Miyake Design Studio is eagerly pursuing opportunities in furniture and architectural design. Early last year, the Japanese VC firm Taurus approached the studio about the Iso Truss, a patented grid structure to which Taurus had exclusive rights. The Iso Truss, which looks like a woven helix, has a remarkably high strength-to-weight ratio, offering a lightweight, low-cost alternative to traditional building components like wood, steel, and aluminum. The Miyake designers see the Iso Truss as a way to take A-POC’s weaving technology to an architectural scale. The studio hopes the results can be used in the construction of pillars, walls, and furniture.

Last spring, Harvard’s Toshiko Mori invited Fujiwara to the university to talk about these possibilities. His lecture and student workshop – attended by such design heavyweights as Museum of Modern Art curator Paola Antonelli and Tate Modern architect Pierre de Mueron – explored a range of ideas, from clothing as a form of micro-architecture to the potential of weaving techniques to create refugee shelters, boats, and other structures.
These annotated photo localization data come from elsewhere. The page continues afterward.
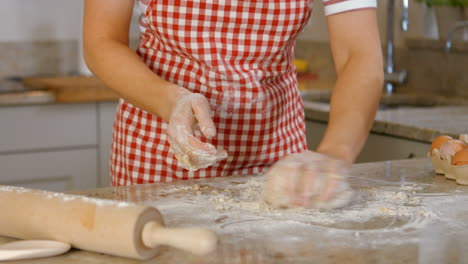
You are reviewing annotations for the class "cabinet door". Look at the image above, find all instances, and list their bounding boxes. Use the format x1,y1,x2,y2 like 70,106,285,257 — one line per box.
305,120,326,151
358,133,430,162
0,148,98,192
305,120,430,163
0,104,97,153
98,102,119,187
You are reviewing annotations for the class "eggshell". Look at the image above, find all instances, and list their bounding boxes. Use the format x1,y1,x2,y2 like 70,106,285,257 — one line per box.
439,139,467,160
442,156,456,180
429,135,468,184
428,149,445,175
454,165,468,185
452,149,468,166
430,135,453,154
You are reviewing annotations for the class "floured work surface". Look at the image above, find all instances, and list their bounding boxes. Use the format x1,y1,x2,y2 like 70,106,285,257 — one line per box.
3,159,468,264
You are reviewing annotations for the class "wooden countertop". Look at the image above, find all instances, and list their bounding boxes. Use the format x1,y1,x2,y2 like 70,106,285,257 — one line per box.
20,75,332,104
22,76,119,104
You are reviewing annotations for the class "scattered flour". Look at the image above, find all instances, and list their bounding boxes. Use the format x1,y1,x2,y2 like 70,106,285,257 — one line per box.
161,178,438,230
148,177,454,252
208,179,268,211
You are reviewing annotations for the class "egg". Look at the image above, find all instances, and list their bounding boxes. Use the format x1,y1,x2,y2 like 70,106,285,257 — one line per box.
439,139,468,159
452,149,468,166
430,135,453,154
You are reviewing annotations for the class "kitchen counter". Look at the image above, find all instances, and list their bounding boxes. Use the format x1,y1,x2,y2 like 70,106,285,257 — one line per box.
0,76,118,106
302,94,468,144
1,158,468,263
22,76,119,103
10,75,468,143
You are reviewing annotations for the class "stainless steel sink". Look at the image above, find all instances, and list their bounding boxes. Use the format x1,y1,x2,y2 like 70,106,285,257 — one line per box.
300,91,468,110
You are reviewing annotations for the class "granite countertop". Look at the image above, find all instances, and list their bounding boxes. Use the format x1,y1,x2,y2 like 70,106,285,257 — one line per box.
301,90,468,144
1,158,468,263
304,102,468,143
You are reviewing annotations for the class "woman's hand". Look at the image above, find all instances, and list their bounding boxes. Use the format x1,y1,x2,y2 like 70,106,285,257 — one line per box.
262,9,383,205
84,0,226,171
262,151,353,209
167,88,227,171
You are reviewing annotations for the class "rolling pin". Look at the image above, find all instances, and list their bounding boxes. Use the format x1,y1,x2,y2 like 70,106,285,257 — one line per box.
0,185,217,260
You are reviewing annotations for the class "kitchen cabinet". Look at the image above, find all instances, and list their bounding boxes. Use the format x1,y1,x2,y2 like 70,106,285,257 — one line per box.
0,102,122,191
97,101,119,187
0,103,99,191
0,149,97,192
0,104,97,152
306,120,431,163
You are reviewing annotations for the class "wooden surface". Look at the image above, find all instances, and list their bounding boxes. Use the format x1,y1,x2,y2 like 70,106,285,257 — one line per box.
20,75,330,104
22,76,119,103
0,188,163,260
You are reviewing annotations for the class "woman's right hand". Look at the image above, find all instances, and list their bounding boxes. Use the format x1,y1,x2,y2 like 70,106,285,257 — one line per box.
262,151,353,209
167,87,228,171
83,0,227,171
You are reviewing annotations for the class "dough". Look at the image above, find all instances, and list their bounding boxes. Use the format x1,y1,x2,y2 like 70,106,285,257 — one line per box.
262,173,354,210
260,151,354,210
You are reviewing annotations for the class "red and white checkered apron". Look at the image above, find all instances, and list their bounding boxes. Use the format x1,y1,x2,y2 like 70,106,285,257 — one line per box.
110,0,314,185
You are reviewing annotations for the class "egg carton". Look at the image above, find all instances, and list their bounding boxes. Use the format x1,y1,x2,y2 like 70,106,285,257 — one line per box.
429,148,468,185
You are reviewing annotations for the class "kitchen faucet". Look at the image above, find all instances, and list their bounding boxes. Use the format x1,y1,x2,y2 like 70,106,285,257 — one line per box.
445,20,468,52
384,0,409,95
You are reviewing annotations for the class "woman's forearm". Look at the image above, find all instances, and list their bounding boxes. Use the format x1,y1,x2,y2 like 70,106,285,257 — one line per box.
83,0,178,121
316,9,383,165
84,39,178,122
316,56,383,164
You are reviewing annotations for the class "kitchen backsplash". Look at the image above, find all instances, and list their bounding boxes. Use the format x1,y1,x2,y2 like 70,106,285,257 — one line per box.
0,39,139,80
1,39,467,98
0,40,77,80
398,39,468,98
295,39,468,98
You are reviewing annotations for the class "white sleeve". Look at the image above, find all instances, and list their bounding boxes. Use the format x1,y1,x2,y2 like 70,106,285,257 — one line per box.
322,0,377,16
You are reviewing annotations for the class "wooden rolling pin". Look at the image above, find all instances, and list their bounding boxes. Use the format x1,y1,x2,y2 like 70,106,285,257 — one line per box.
0,185,217,260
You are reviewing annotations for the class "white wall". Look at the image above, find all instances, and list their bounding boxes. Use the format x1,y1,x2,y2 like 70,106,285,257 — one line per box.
0,0,140,42
0,0,438,46
299,0,439,46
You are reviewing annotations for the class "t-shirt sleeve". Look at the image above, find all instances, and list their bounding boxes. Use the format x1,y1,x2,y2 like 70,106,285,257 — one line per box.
322,0,377,16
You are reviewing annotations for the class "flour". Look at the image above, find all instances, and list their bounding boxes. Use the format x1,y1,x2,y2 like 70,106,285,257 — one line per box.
148,177,445,252
160,178,438,231
208,179,268,211
206,179,435,221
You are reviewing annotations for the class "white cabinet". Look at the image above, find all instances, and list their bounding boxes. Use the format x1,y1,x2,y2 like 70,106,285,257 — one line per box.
0,104,97,153
0,149,97,192
97,102,119,187
0,103,99,192
306,120,431,163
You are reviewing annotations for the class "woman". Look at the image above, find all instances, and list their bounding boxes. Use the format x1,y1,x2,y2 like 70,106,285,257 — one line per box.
83,0,383,208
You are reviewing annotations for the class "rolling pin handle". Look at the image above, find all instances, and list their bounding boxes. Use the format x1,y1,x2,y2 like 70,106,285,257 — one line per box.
141,221,217,256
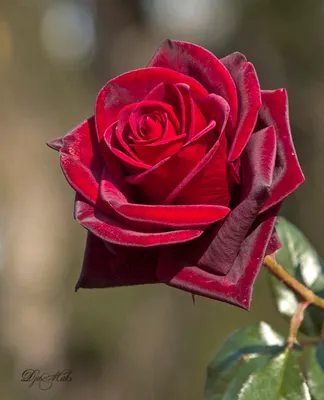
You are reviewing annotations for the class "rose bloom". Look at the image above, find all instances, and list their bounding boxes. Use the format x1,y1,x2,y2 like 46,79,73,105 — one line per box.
48,40,304,309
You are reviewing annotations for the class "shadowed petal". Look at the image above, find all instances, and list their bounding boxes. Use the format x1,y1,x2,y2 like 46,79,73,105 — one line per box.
258,89,305,212
75,233,159,290
187,126,277,276
221,53,262,182
157,205,280,309
221,53,261,157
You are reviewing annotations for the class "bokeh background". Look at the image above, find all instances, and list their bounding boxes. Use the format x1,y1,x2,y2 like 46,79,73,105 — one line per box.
0,0,323,399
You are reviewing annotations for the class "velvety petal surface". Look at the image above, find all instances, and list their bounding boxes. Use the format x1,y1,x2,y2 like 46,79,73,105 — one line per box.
186,125,277,276
148,40,238,128
59,117,104,205
75,233,159,290
157,205,280,309
221,52,262,164
75,195,205,247
164,130,232,206
126,121,217,204
258,89,305,211
99,167,230,229
96,67,209,140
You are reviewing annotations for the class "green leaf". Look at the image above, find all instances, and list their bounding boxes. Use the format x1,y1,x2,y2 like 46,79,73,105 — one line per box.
205,322,285,400
306,342,324,399
268,217,324,336
238,348,311,400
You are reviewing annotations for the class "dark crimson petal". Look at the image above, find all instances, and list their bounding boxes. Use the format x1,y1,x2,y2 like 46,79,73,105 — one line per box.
59,117,104,205
96,67,209,140
126,121,217,204
258,89,305,212
156,205,280,309
148,40,238,129
221,53,262,164
75,233,159,290
99,166,230,229
75,195,204,247
191,126,277,276
47,136,64,151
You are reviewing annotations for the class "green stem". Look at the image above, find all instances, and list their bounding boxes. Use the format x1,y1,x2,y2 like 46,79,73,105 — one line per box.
263,255,324,310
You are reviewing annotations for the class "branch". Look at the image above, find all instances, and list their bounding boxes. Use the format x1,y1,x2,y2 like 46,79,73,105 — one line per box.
263,255,324,310
287,301,310,348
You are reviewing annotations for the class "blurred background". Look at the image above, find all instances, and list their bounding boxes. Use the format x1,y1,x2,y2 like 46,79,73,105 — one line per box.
0,0,323,399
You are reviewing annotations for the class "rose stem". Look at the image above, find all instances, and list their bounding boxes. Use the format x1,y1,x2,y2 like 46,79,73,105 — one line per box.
287,301,310,348
263,255,324,310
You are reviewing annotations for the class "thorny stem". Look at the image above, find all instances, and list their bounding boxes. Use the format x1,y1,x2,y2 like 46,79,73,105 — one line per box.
263,255,324,310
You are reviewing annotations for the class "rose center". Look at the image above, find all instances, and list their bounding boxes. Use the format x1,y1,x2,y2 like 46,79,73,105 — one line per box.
139,114,162,140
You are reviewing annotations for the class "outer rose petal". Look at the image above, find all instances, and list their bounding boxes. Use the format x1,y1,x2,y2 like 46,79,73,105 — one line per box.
157,204,280,309
99,167,230,229
148,39,238,129
221,52,262,164
75,233,159,290
96,67,209,140
75,195,205,247
258,89,305,211
59,117,104,205
188,126,277,276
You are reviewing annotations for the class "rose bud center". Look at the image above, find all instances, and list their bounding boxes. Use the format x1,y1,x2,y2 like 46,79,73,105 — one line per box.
139,114,163,140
Meanwhile, technologists are interested in weaving computational devices. Ethernet inventor Bob Metcalfe ponders a day when the patterned circuitry of computing devices might be woven from flexible, high tech fibers, instead of etched on rigid substrates. He wrote in a recent InfoWorld column, “Why not sprinkle nanocomputers – smart sand – on substrates of woven power filaments and communication fibers? Imagine a yarn conducting on one side and insulating on the other.”

The concept hinges on the ability to precisely control the properties and placement of each thread – something that sounds a lot like the A-POC method. For now, though, Miyake is content to explore new, more efficient ways of making furniture and clothing. But if those experiments are successful, we may see A-POC weaving its way through a broader range of manufacturing.